Technology-Driven Factors
In addition to structural changes in the cryptocurrency market itself, technology-driven factors are also accelerating this capital rotation, which is not yet fully discussed in the market.
· Bridging of Investment Channels. The integration of cryptocurrency trading on fintech and traditional brokerage platforms (or native cryptocurrency platforms integrating stock trading) has indeed lowered the barriers to entry. However, its more profound impact is seen in "capital offloading." In previous cycles, complex fund transfer processes locked funds once they entered the cryptocurrency market, driving organic rotations among different tokens. Now, with equally smooth fund transfer channels, funds can freely move between cryptocurrency and the stock market without hindrance.
· Cognitive Edge. Retail investors seem increasingly drawn to the stock market, partly because they have gained a new edge through AI. Large language models (LLMs) have greatly enhanced retail investors' analytical abilities, giving them an illusion of being able to compete fairly with institutions.

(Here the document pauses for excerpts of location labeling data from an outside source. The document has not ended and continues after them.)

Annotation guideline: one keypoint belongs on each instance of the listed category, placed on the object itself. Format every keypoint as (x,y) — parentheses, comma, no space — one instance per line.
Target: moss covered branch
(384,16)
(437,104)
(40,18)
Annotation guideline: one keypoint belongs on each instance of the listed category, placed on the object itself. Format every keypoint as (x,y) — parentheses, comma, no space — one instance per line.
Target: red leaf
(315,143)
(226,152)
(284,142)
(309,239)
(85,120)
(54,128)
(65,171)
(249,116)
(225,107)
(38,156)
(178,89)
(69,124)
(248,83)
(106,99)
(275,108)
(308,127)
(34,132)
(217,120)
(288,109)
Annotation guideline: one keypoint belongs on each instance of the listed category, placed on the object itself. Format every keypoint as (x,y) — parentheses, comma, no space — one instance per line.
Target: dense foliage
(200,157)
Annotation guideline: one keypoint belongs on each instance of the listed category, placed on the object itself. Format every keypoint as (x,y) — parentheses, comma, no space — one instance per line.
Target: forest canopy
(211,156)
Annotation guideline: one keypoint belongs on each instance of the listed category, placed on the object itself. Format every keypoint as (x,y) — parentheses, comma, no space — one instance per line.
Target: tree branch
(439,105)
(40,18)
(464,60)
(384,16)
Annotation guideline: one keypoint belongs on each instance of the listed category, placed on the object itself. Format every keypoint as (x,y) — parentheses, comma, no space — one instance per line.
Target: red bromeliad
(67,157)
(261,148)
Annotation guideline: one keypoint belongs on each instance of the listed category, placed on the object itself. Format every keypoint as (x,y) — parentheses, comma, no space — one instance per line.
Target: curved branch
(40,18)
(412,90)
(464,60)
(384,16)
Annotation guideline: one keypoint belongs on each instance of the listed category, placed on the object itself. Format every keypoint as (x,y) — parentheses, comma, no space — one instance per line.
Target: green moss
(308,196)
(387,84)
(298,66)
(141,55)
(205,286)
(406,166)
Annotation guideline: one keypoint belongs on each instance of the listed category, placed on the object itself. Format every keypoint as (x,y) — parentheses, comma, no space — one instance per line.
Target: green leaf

However, this feeling does not exist in the cryptocurrency market. While you can also analyze cryptocurrency projects based on data, the crypto space lacks a consensus-based valuation framework and token value capture mechanism. Meanwhile, the investable targets are still exponentially expanding, making it difficult for retail investors to find that "edge" feeling here.
Conclusion
Retail investors used to be the most reliable reflexive demand source in the cryptocurrency market, but now, their risk preference is being increasingly satisfied elsewhere. The stock market provides highly competitive volatility, endowing retail investors with a growing analytical advantage, and through the same app on their phones, funds can seamlessly switch between the cryptocurrency market and the stock market. Cryptocurrency still has a place in retail investors' portfolios, but it is now just one of many gaming tools, no longer the preferred speculative vehicle.
This shift should also reshape investors' market observation perspective. Some tried-and-true indicators have become ineffective. For crypto investors, merely looking for leading indicators of risk appetite and combining them with the native crypto framework is no longer sufficient to succeed. Investors increasingly need to view cryptocurrency through a multi-asset portfolio lens, much like has long been the standard practice in the US stock and fixed-income markets.